Riskguard Insurance Solutions

Surety Bonds

A surety bond is a contract among three parties. The first party, called the surety, agrees to pay a stated sum on behalf of another party (the principal) to a third party called the obligee if the principal should fail to meet the terms of an agreement or contract between the principal and the obligee. Usually, the surety is a division or subsidiary of an insurance company. In the event the surety must forfeit the bond, it may take legal action to recover the funds from the principal.

What Are the 4 Types of Surety Bonds?

There are dozens of different types of surety bonds. And since many have different requirements in each state, there are actually hundreds or thousands of different types of bonds. Keeping track of all the details can seem daunting. Fortunately, almost every type of surety bond falls into one of four different categories.

  • Contract Bonds – Contact bonds hold one party in a contractual agreement responsible if they don’t meet terms established by another party. This type of surety bond is often required for construction projects, but they can factor into other contractual arrangements. Since contract bonds facilitate the smooth execution of a contract – and hold the wrongful party accountable when things don’t go smoothly – they’re one of the most common types of surety bonds.
  • Commercial Bonds –Different types of businesses and professionals need a commercial bond before the state recognizes them as a legal business entity.
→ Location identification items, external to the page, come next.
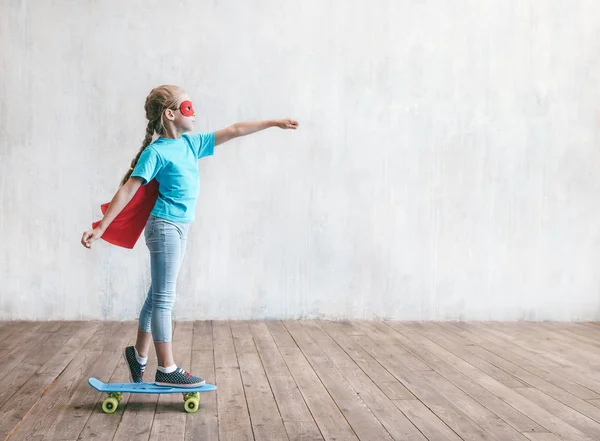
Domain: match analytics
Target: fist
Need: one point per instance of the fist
(287, 124)
(90, 237)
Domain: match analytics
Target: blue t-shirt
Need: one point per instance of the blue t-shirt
(174, 164)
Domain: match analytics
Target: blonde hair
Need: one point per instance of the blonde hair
(159, 99)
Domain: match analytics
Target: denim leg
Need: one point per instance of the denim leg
(164, 241)
(146, 313)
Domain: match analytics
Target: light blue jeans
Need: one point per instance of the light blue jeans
(166, 241)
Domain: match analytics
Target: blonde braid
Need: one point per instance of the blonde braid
(159, 99)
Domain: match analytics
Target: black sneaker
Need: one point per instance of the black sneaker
(136, 370)
(179, 378)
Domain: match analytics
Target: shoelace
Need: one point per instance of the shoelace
(186, 373)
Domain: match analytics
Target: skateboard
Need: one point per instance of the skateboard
(191, 395)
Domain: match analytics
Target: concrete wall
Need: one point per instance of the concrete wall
(447, 164)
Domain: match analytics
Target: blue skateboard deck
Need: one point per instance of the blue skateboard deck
(191, 395)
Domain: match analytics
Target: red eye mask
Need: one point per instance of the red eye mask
(186, 108)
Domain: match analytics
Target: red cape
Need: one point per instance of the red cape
(126, 228)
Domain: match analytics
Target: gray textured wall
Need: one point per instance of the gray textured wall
(446, 166)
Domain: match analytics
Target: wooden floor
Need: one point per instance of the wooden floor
(311, 380)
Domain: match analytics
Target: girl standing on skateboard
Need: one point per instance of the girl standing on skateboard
(171, 160)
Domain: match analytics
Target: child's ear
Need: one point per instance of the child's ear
(169, 114)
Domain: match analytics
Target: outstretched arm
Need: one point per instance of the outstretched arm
(248, 127)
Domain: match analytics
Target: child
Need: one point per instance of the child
(171, 160)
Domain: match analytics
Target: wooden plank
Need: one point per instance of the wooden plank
(264, 414)
(484, 418)
(497, 406)
(303, 431)
(170, 417)
(204, 424)
(30, 392)
(577, 332)
(327, 415)
(426, 421)
(546, 349)
(565, 413)
(70, 420)
(524, 358)
(234, 420)
(392, 419)
(524, 369)
(18, 376)
(432, 332)
(543, 437)
(451, 415)
(388, 384)
(561, 393)
(298, 421)
(44, 403)
(516, 400)
(357, 413)
(27, 343)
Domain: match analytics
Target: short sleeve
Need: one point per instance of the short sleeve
(148, 165)
(204, 144)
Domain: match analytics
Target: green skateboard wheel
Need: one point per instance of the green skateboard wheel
(191, 405)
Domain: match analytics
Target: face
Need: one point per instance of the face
(184, 116)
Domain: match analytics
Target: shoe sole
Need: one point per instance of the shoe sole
(183, 386)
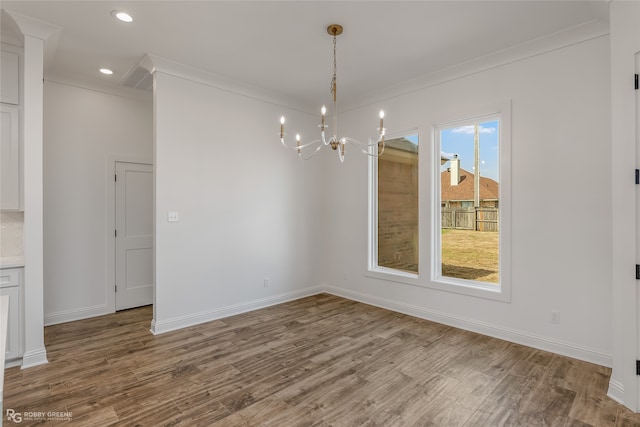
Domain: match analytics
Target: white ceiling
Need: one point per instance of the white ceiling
(283, 47)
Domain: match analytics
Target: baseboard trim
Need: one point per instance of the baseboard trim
(34, 358)
(616, 391)
(75, 314)
(168, 325)
(500, 332)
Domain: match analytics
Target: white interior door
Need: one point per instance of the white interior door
(134, 235)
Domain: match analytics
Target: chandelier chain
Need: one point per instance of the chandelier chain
(335, 67)
(373, 148)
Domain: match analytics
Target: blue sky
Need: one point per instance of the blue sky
(459, 140)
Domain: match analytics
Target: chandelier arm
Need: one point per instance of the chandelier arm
(365, 147)
(337, 143)
(301, 146)
(313, 153)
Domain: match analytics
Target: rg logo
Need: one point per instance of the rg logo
(14, 416)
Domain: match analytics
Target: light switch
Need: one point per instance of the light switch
(172, 216)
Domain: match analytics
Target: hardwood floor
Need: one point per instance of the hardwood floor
(320, 361)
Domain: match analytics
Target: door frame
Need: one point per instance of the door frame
(110, 205)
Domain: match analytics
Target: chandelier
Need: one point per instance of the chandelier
(308, 149)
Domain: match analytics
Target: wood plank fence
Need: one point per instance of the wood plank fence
(479, 219)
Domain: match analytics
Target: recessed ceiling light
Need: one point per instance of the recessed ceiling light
(123, 16)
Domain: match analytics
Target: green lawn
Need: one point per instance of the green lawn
(470, 255)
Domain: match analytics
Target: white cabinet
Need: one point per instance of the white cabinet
(11, 284)
(9, 78)
(9, 158)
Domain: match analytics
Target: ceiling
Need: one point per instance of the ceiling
(283, 48)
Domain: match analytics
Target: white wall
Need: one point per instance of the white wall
(242, 203)
(625, 44)
(83, 131)
(561, 215)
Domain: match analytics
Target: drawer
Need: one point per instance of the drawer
(10, 277)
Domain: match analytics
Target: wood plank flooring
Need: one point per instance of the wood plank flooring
(321, 361)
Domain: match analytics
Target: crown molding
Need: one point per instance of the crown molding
(568, 37)
(155, 64)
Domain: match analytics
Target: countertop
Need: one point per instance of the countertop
(12, 262)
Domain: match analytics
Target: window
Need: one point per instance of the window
(432, 226)
(467, 235)
(396, 210)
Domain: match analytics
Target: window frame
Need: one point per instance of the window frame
(429, 210)
(501, 291)
(375, 270)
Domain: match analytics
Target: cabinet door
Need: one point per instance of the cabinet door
(13, 349)
(9, 78)
(9, 158)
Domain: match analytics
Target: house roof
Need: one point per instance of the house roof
(489, 189)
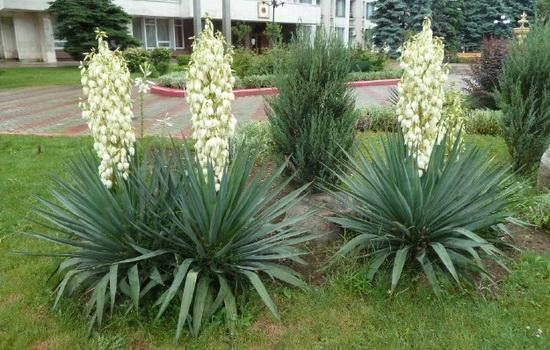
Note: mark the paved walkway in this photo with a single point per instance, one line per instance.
(54, 110)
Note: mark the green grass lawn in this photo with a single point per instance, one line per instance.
(38, 76)
(346, 312)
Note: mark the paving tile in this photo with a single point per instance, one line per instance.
(55, 111)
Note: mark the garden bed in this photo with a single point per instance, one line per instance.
(171, 92)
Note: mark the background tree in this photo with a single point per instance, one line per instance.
(273, 32)
(389, 29)
(479, 22)
(77, 20)
(543, 11)
(240, 31)
(416, 11)
(447, 19)
(516, 8)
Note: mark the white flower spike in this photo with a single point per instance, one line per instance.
(209, 95)
(107, 108)
(421, 92)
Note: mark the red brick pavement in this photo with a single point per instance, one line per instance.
(54, 110)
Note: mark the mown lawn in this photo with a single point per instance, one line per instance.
(38, 76)
(345, 312)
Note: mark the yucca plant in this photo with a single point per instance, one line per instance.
(426, 221)
(227, 239)
(106, 253)
(167, 234)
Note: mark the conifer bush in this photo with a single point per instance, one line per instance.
(430, 220)
(524, 97)
(312, 118)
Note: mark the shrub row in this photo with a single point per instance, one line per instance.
(478, 121)
(177, 79)
(159, 59)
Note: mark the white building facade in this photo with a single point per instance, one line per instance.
(26, 29)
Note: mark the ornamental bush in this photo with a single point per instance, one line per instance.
(421, 93)
(183, 60)
(209, 94)
(312, 118)
(168, 235)
(483, 122)
(486, 73)
(524, 97)
(160, 59)
(431, 221)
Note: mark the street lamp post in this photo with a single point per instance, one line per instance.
(274, 4)
(503, 20)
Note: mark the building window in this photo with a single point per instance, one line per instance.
(369, 10)
(137, 29)
(340, 8)
(59, 44)
(163, 33)
(339, 32)
(150, 33)
(178, 27)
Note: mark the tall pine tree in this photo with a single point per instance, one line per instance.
(517, 7)
(77, 20)
(447, 20)
(479, 22)
(389, 30)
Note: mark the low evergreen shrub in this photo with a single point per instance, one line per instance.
(483, 122)
(175, 80)
(312, 117)
(524, 98)
(431, 222)
(160, 59)
(166, 236)
(183, 60)
(486, 73)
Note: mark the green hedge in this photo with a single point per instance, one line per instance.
(383, 118)
(266, 80)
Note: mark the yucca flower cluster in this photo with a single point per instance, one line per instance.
(107, 108)
(209, 95)
(421, 92)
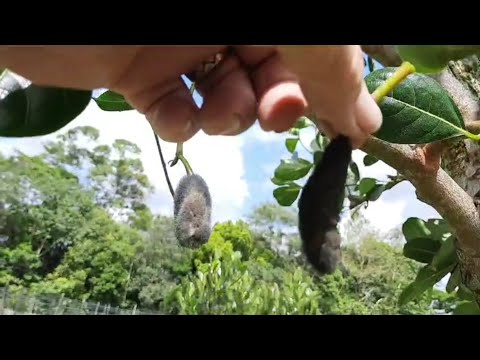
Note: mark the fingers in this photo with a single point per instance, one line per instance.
(229, 103)
(173, 115)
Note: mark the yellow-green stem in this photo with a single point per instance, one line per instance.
(402, 72)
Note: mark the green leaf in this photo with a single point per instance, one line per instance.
(426, 279)
(291, 144)
(434, 58)
(366, 185)
(317, 156)
(111, 101)
(436, 229)
(454, 280)
(371, 64)
(40, 110)
(369, 160)
(465, 293)
(421, 249)
(446, 255)
(419, 110)
(286, 195)
(467, 308)
(290, 170)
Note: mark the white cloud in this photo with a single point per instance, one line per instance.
(217, 159)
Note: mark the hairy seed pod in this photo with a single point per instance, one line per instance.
(192, 208)
(320, 206)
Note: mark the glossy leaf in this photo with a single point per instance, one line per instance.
(426, 279)
(369, 160)
(355, 171)
(112, 101)
(421, 249)
(286, 195)
(292, 169)
(436, 229)
(376, 192)
(317, 156)
(39, 110)
(302, 123)
(419, 110)
(291, 144)
(454, 280)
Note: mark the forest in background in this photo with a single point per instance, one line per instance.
(74, 221)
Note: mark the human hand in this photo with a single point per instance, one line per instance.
(270, 83)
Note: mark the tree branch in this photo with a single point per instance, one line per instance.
(385, 54)
(440, 191)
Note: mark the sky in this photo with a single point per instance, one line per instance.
(237, 169)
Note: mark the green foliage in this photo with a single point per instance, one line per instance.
(97, 266)
(159, 265)
(39, 110)
(435, 58)
(112, 101)
(419, 110)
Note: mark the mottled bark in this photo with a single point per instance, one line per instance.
(453, 190)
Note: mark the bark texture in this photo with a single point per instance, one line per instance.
(454, 189)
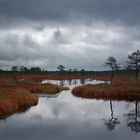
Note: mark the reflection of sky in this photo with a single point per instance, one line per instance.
(68, 117)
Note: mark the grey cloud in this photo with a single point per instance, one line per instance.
(75, 33)
(124, 11)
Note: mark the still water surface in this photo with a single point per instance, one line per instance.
(64, 116)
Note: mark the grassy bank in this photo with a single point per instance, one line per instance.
(14, 100)
(128, 92)
(16, 92)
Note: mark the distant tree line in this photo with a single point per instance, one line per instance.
(25, 69)
(133, 64)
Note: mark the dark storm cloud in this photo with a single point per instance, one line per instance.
(124, 11)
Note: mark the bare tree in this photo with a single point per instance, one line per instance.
(113, 65)
(134, 62)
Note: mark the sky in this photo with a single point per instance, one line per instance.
(78, 34)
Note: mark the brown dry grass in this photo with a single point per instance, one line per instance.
(14, 99)
(108, 92)
(15, 94)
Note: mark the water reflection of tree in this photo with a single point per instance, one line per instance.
(75, 82)
(113, 121)
(82, 81)
(133, 118)
(62, 82)
(69, 82)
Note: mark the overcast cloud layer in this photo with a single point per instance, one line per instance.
(75, 33)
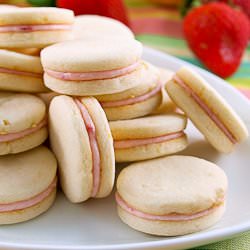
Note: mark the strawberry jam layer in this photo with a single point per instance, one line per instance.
(120, 144)
(96, 75)
(9, 207)
(133, 100)
(167, 217)
(205, 108)
(18, 72)
(18, 135)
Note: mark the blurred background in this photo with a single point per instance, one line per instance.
(160, 24)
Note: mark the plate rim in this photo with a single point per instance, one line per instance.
(177, 242)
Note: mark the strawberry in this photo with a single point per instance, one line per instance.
(218, 36)
(110, 8)
(243, 4)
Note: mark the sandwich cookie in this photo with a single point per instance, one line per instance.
(34, 27)
(20, 72)
(81, 139)
(209, 112)
(166, 104)
(47, 97)
(97, 27)
(28, 51)
(148, 137)
(23, 123)
(135, 102)
(27, 185)
(93, 67)
(171, 196)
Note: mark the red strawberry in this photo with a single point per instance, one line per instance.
(110, 8)
(243, 4)
(218, 35)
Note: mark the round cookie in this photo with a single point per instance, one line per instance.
(27, 185)
(166, 104)
(135, 102)
(93, 67)
(23, 123)
(81, 139)
(20, 72)
(148, 137)
(209, 112)
(97, 27)
(171, 196)
(34, 27)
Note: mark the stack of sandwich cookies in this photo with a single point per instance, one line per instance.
(135, 102)
(97, 27)
(27, 185)
(81, 139)
(93, 67)
(210, 113)
(148, 137)
(171, 196)
(34, 27)
(20, 72)
(23, 122)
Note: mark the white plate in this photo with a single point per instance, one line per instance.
(95, 224)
Typically, someone needs to obtain a commercial bond before the state will grant them a license. States use commercial bond requirements to ensure that professionals abide by legal and ethical behavior, and face accountability when they don’t.
  • Court Bonds – A judge may require someone to obtain a court bond before allowing legal proceedings to move forward. The court bond holds the bonded party financially liable if they fail to act in a manner required by the court. Court bonds are most common in civil cases.

Fidelity Bonds – Fidelity bonds protect a business and its clients if an employee of that business acts unlawfully. Unlike commercial and court bonds, businesses aren’t required to get fidelity bonds, but many consider it a prudent way to manage risk. Fidelity bonds also operate like an insurance policy, meaning they pay the bonded party, which differs from other types of surety bonds that hold the bonded party financially liable.